With the euro slumping to its lowest since May, investors last week directed the most money in two months into the three largest U.S. ETFs that invest in stocks across Europe and protect against currency fluctuations.

Traders are reviving bets on euro weakness as questions about the future of Greece in the common currency gives way to wagers on further divergence between monetary policy in Europe and the U.S. European Central Bank President Mario Draghi last week reiterated a commitment to providing unprecedented stimulus to the euro area through September 2016.

“The Greece uncertainty was more just a pause,” Eric Mustin, vice president of ETF trading solutions at WallachBeth Capital LLC in New York, said Monday. “Guys were going risk-off around that event, but once they’ve returned to put back on their European or developed-market equity exposure, they prefer to use the hedged vehicles.”

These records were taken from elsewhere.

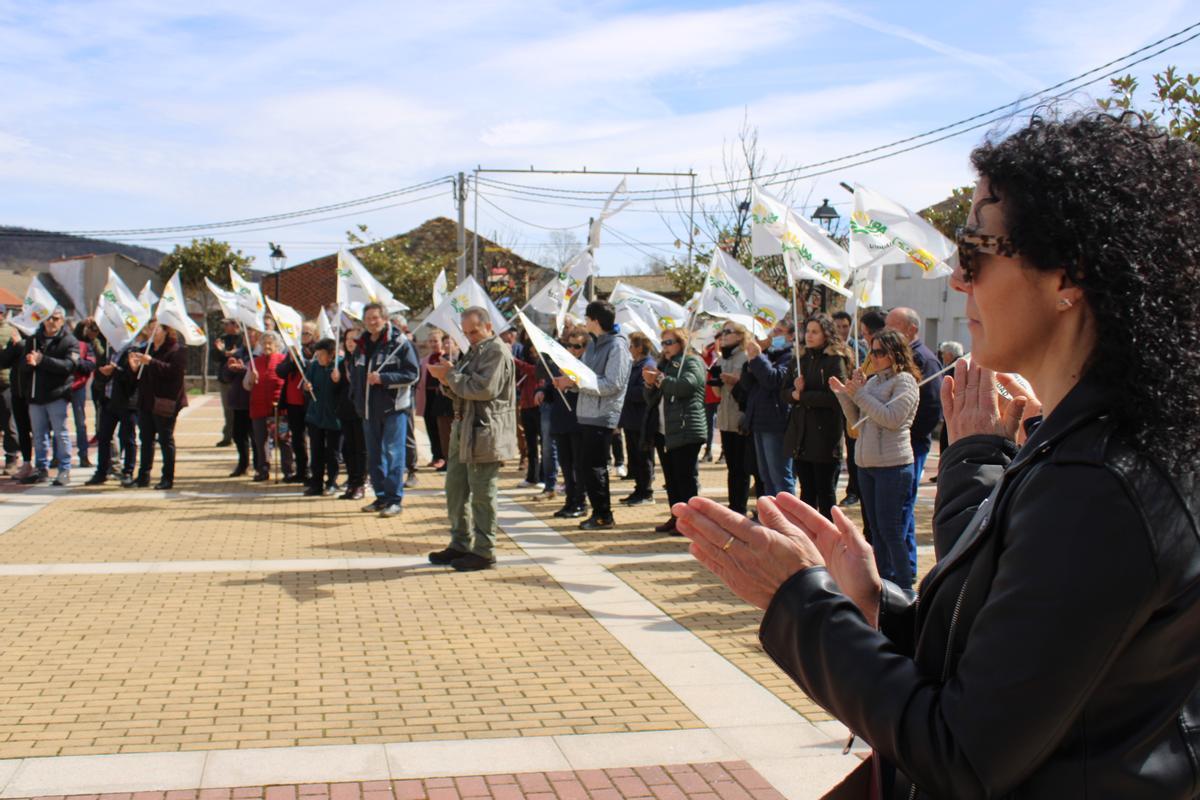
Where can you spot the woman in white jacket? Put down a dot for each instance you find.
(883, 453)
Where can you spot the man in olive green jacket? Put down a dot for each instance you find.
(484, 435)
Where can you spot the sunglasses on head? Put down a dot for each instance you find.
(971, 245)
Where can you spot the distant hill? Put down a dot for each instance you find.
(21, 246)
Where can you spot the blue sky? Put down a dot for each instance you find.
(144, 113)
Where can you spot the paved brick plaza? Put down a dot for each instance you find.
(232, 635)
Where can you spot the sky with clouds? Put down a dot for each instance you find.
(148, 113)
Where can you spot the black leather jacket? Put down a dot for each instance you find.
(1055, 649)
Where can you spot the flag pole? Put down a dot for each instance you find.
(292, 352)
(796, 325)
(250, 350)
(149, 344)
(546, 367)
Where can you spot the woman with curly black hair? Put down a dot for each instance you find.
(1054, 651)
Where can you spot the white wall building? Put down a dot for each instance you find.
(942, 310)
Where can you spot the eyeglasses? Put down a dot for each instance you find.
(971, 245)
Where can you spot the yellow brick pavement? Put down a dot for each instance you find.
(111, 663)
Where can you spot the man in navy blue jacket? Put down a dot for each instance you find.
(387, 364)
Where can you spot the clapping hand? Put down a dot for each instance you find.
(755, 559)
(972, 405)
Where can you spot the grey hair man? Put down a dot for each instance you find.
(951, 352)
(483, 437)
(46, 370)
(929, 410)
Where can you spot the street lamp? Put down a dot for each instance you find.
(826, 216)
(279, 262)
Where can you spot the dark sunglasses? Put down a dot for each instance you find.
(971, 245)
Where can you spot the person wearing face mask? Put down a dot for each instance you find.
(633, 417)
(763, 380)
(815, 427)
(736, 444)
(676, 388)
(46, 371)
(483, 385)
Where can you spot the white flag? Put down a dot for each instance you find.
(565, 362)
(173, 312)
(324, 328)
(148, 299)
(70, 275)
(732, 293)
(226, 299)
(35, 308)
(646, 311)
(883, 232)
(439, 288)
(561, 293)
(251, 308)
(809, 254)
(119, 313)
(288, 322)
(867, 292)
(358, 288)
(448, 316)
(606, 212)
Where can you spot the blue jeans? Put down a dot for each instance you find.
(887, 503)
(78, 405)
(387, 438)
(49, 422)
(774, 464)
(549, 451)
(919, 455)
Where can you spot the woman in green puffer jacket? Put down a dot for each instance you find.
(677, 396)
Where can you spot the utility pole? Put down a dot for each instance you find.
(691, 223)
(461, 202)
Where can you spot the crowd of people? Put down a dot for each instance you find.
(789, 411)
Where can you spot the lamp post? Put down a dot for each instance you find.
(828, 218)
(279, 263)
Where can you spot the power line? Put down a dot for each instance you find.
(275, 217)
(1009, 108)
(53, 235)
(526, 222)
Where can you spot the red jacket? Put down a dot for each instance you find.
(265, 394)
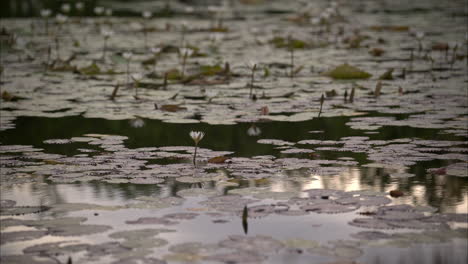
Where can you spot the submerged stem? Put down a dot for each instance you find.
(252, 80)
(195, 156)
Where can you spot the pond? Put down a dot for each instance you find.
(331, 133)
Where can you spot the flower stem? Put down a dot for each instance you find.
(195, 156)
(128, 71)
(104, 49)
(252, 80)
(184, 60)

The euro was little changed at $1.0833 as of 2:40 p.m. in New York, after falling to $1.0821, the lowest level since May 27.

WisdomTree Investments Inc.’s Europe hedged fund, which has attracted more cash than any other ETF this year, gained the most from renewed euro weakness last week, adding $343 million, data compiled by Bloomberg show.

Together with a Deutsche Bank AG ETF and one from BlackRock Inc.’s iShares unit, the three funds took in $506 million, the most in eight weeks.

That may signal a resurgence in inflows. While investors have channeled $42 billion into currency-hedged funds this year, the additions ebbed to $137 million across 60 products in the week ending July 10, the least since December.

“There will be some permanent place for these products,” Anil Suri, head of portfolio construction and investment analytics in New York at Bank of America Corp.’s Merrill Lynch unit, said Friday. “It looks like the U.S. dollar is appreciating and, in line with that view, it may make sense to hedge out.”